Os peitos de Jandira eram um aclive, como dava para notar quando usava camisetas justas. Mas, nus, ainda ficavam no mesmo ângulo de quando presos pelo sutiã. A bunda era tesa, insinuante – e os pelinhos do púbis, loiros, como as das coxas retumbantes. Ele ficou ali, o músculo cardíaco reverberando na aorta, enquanto Jandira banhava-se nas águas da ingenuidade.

Muitos anos depois, lembrou-se desse tempo, num tempo diverso. Formara-se, alugara seu apartamento no Alto da Lapa e comprara um automóvel. Terminara um longo noivado com Soraia, uma chata dos tempos da faculdade, e resolvera viver apenas de bares, viagens, amizades e eventuais flertes.

Num desses botequins da zona oeste, em certa noite de abril, bebia seu chope na companhia de três amigos da empresa, quando notou uma guapa mirando-o com aquele olhar de quem quer olhar.
Devolveu-lhe os dois olhos e ficaram naquela conversa óptica que só os enamorados sabem ter com suas pupilas e cristalinos.

A bela estava acompanha de outras bem-apessoadas e deu a entender que ficava difícil se conhecerem ali no salão. Os tempos eram outros, tão diferentes dos da Lapa de Baixo, e foi ela quem tomou a iniciativa. Apontou com uma das sobrancelhas para os mictórios.

Ele desceu um gole de Brahma quente e disse aos colegas que ia tirar água do joelho. Quando entrou no WC percebeu o vitrô. E logo depois ouviu a voz da garota:

– Eu vou subir na pia, depois no registro. Pulo aí e volto pro meu banheiro em seguida, beleza?

Quem iria se recusar? A guapa iniciou a movimentação. Logo que subiu na pia, veio o estrondo.

– O que houve? Ei, diz alguma coisa! – repetia ele, aturdido.

Só se ouviam fracos gemidos.

Ele saiu desnorteado para o salão. Um garçom já estava com a moça nos ombros, a testa dela rubra feito um maço de Hollywood.

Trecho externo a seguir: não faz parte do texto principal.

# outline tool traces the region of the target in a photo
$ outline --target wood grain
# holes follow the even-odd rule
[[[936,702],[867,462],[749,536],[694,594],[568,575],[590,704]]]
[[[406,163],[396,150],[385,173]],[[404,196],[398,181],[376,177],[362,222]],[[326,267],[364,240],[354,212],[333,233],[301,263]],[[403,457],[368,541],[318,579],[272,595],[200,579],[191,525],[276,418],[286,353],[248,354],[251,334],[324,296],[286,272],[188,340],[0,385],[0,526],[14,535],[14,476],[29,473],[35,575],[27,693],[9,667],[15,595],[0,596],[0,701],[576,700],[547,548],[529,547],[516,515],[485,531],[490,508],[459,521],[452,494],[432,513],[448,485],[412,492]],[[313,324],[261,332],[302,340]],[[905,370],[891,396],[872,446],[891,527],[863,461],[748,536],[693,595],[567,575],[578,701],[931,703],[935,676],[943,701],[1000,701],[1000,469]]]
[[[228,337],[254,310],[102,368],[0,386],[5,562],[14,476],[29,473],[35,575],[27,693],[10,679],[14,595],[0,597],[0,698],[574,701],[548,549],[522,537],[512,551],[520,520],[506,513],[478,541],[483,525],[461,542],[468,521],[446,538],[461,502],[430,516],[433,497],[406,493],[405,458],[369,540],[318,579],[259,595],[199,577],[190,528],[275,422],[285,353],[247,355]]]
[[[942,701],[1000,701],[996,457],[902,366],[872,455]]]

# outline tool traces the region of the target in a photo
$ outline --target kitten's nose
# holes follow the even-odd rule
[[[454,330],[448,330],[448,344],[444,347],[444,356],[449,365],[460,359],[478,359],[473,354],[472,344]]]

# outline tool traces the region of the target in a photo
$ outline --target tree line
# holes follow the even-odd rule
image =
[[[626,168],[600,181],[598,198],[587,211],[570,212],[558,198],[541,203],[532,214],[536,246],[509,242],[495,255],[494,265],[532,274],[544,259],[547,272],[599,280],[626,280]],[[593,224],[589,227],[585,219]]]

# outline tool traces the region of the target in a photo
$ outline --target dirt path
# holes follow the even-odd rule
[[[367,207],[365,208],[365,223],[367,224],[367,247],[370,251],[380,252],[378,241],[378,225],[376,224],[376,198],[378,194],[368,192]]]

Na mesa, um dos colegas informou:

– Enquanto você foi mijar aquela mulher se machucou no banheiro…

Ele acendeu um cigarro, tragou fundo, e disse, cheio de si:

– Aquela mulher tentou passar pro meu banheiro, pelo vitrô, e caiu da pia…

No ato, todos começaram a desacreditar dele e a gargalhar, empurrando-o. Um dos rapazes berrou para o garçom:

– Ô, Jairo! Traz um chope aqui pro George Clooney da Lapa!